Ce que l’on voyait défiler n’était pas une série de looks. C’était une argumentation silencieuse. Pantalons larges et robes confectionnés dans de généreux volumes de tissu vaporeux et léger chaque silhouette semblait capturer quelque chose d’invisible, une brise, une intention, un souffle. La légèreté n’était pas ici absence de rigueur : elle en était l’expression la plus accomplie.
La musique portait cette même logique. Emi Evans, vocaliste du duo freesscape, avait composé une chanson originale pour le show. Sa voix traversait la salle du Grand Hyatt comme une présence supplémentaire non pas un accompagnement, mais un argument. Musique et mode, deux langages pour une seule conviction.
On ne décrit pas un défilé TAE ASHIDA. On le lit. Et ce que l’on lisait ce soir, dans chaque mouvement de tissu, dans chaque silhouette en marche, c’était une vision de la femme : classique parce que libre, moderne parce que consciente de sa profondeur.
La longévité d’une maison ne se mesure pas à son ancienneté. Elle se mesure à sa capacité à rester vivante à continuer d’avoir quelque chose à dire, saison après saison. TAE ASHIDA a cette capacité. Et Tae Ashida en est pleinement consciente.
« Nous sommes la maison la plus ancienne du Japon. Je préserve cette élégance et cette qualité, tout en continuant d’avancer. »
Avancer le mot est central. Non pas progresser pour le principe, non pas innover pour séduire le marché, mais avancer parce que l’immobilité est une forme de mort. La continuité active, chez TAE ASHIDA, n’est pas une posture : c’est une méthode de travail, inscrite dans chaque choix de tissu, chaque coupe, chaque essayage.
L’HÉRITAGE COMME SYSTÈME
Il existe une erreur commune dans la façon dont on pense les maisons de mode ancienne : celle de confondre héritage et patrimoine figé. L’héritage, dans cette conception-là, devient une vitrine quelque chose que l’on contemple, que l’on protège, que l’on montre. Quelque chose qui ne bouge plus.
Tae Ashida refuse cette logique. L’héritage, pour elle, est un système un ensemble de valeurs, de savoir-faire, de références qui constituent non pas un point d’arrivée, mais un point de départ. Ce que Jun Ashida a construit n’est pas une limite.

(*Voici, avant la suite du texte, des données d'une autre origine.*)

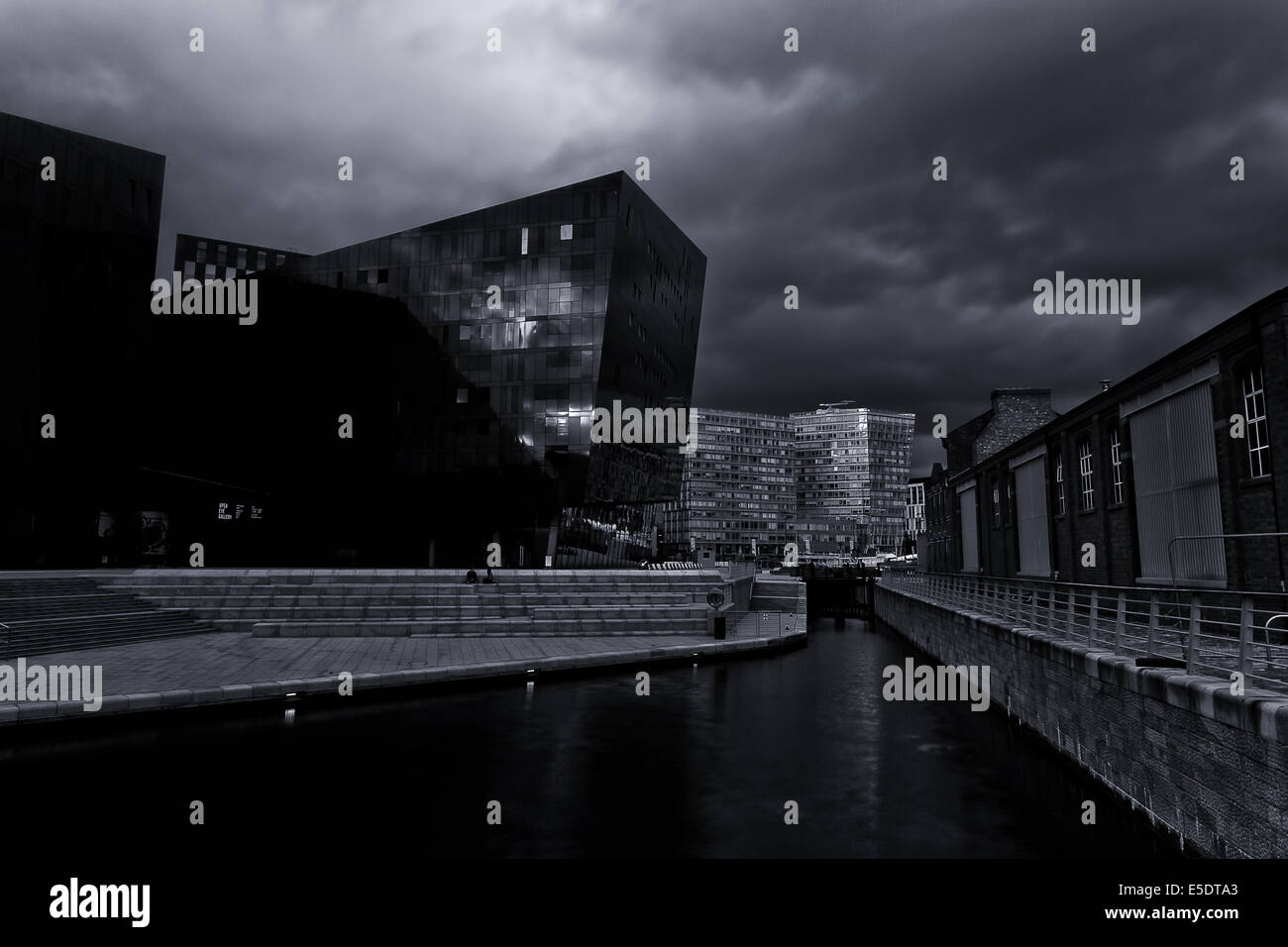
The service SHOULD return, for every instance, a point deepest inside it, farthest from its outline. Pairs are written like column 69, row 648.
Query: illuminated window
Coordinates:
column 1087, row 487
column 1116, row 459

C’est une infrastructure à partir de laquelle tout reste possible.
C’est là que réside peut-être la conviction la plus forte de cette collection et de cette créatrice. Non pas dans les silhouettes, non pas dans le thème, mais dans ce refus fondamental de la stagnation.
« Préserver uniquement un héritage, c’est rester immobile. Je veux challenger et avancer. »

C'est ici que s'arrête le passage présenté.